In her book How to do Nothing – Resisting the Attention Economy, Jenny Odell describes a garden near her home as a piece of “attention-holding architecture”, a “contemplative space against the pressures of habit, familiarity and distraction that constantly threaten to close it.” A garden is a place that invites us to convert ourselves to its time scale, which is of course the time scale of seasons. I am firmly convinced this is the time scale within which a literary writer should work. The writer should remember that the plant will grow because you have made space for it and it is time, not because you have ordered it to. The writer should abandon the language of determination and understand that good creative work can be invited and courted, but not programmed, certainly not coerced.
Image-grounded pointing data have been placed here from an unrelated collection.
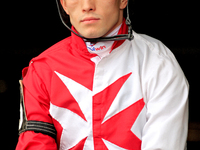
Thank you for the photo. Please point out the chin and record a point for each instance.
(92, 34)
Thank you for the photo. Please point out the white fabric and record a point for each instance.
(155, 76)
(102, 48)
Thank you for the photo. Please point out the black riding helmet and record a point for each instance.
(129, 36)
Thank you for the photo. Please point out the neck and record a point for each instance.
(103, 48)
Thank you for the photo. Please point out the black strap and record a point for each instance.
(32, 125)
(40, 127)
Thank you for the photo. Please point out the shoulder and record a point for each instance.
(157, 59)
(41, 64)
(151, 45)
(60, 46)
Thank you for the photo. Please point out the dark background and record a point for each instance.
(30, 27)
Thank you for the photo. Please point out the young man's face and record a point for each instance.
(94, 18)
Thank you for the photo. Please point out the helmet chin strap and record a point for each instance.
(128, 36)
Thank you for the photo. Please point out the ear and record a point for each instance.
(64, 5)
(123, 4)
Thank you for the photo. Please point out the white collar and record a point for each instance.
(102, 48)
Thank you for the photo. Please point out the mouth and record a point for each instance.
(90, 20)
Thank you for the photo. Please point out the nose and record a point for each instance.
(88, 5)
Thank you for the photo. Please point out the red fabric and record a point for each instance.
(72, 55)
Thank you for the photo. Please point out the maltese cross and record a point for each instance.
(100, 121)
Meaningful artistic work feeds on our time and attention and is not impressed by self-righteous grit. We have all been sucked into an obsession with productivity, guilted out of rest and deluded by superficial busyness. But nothing artistically relevant comes from measuring out creativity as if it were a commodity. The garden instructs us in an altogether different language of patience and humility. It sinks us into a deeper form of being. To sit in the MFO Park is a re-education.
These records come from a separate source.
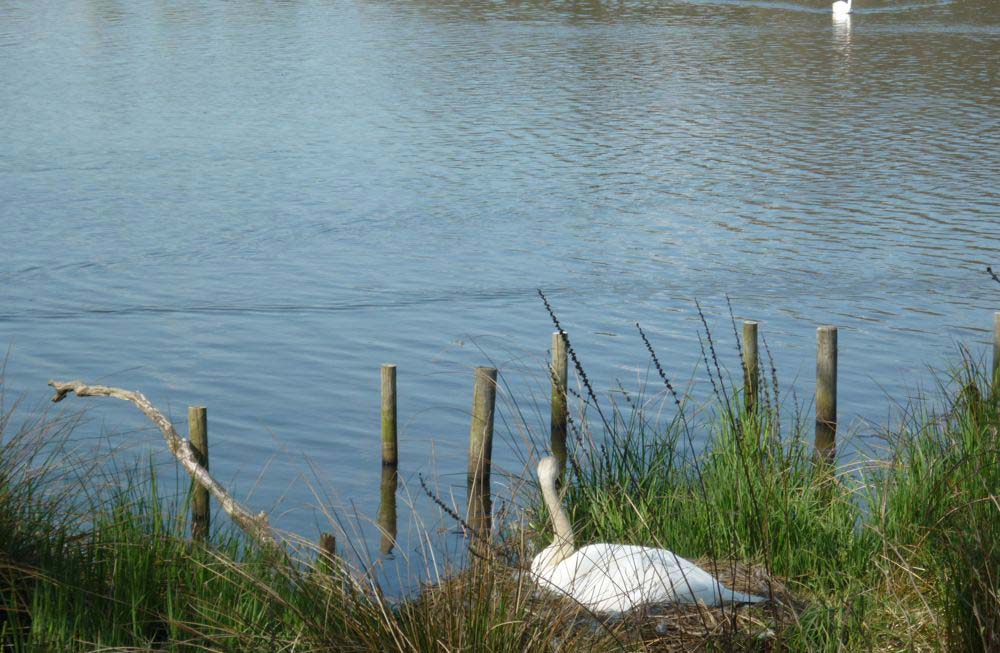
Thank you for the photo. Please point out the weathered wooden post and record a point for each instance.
(390, 453)
(481, 449)
(560, 413)
(198, 434)
(996, 352)
(387, 509)
(327, 561)
(826, 393)
(751, 365)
When I am out and about in Zurich, I am always surprised by how many people have never been to my park. I will have to leave it, but it will remain for the early morning business people who always cross it along the same path, for the late night teenagers with their high emotions. And it will remain for the anarchist coffee seller, the ping pong club, the families, small time drug dealers, day care toddlers in their vests, each according to their unofficial shift. It will remain for people that gather for professional photo shoots, proud gardeners, hairdressers on a cigarette break, corporate types at the event hall across the road, acrobats that hang their ropes from the balconies. The MFO Park will remain for the writers, other writers. It will remain for you. Enjoy it. It is a gift, just like these words.
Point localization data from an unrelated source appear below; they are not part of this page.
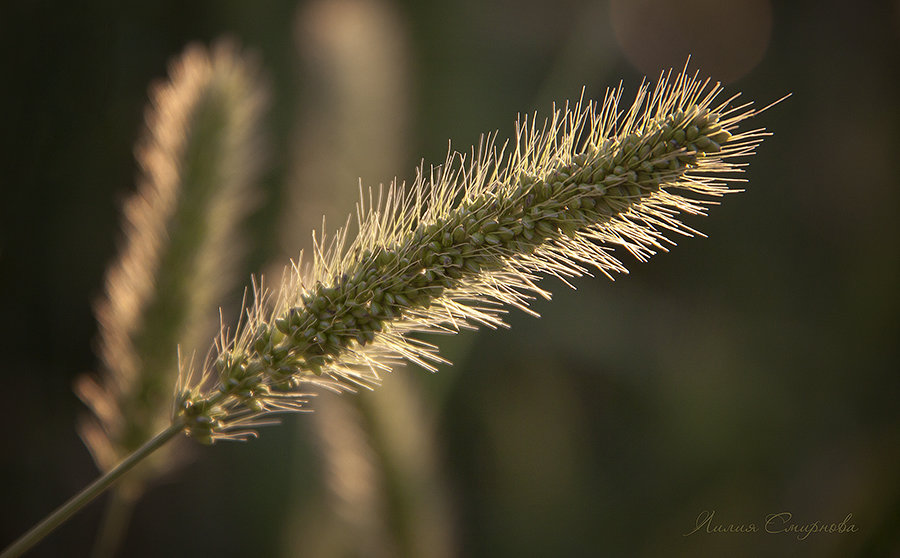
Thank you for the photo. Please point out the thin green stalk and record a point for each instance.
(67, 510)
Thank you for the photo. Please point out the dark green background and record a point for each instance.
(752, 372)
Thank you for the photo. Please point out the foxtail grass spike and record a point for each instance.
(200, 159)
(467, 240)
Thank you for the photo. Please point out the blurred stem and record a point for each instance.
(116, 519)
(67, 510)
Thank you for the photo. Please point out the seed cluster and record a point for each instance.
(486, 232)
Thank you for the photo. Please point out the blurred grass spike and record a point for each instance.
(468, 239)
(200, 159)
(465, 241)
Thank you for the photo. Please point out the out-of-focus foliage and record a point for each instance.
(750, 373)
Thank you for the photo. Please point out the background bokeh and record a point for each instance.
(752, 372)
Twenty numbered and signed copies of this essay were left in big red envelopes throughout the MFO Park on 12 July 2024. But before I go, a word about Noah Santer’s photo up top. Believe it or not, I didn’t see Noah Santer take the photo - even though I’m looking straight at him. That's me crossing the street. We’d just met and struck up conversation in the park. Only those who’ve lived in Zurich know how rare a thing that is. I’d told him about the love letter and the view from my balcony and how I was wondering how I would write without it. He offered to photograph it for me. That photo now sits at my desk in Miami. Thank you, Noah.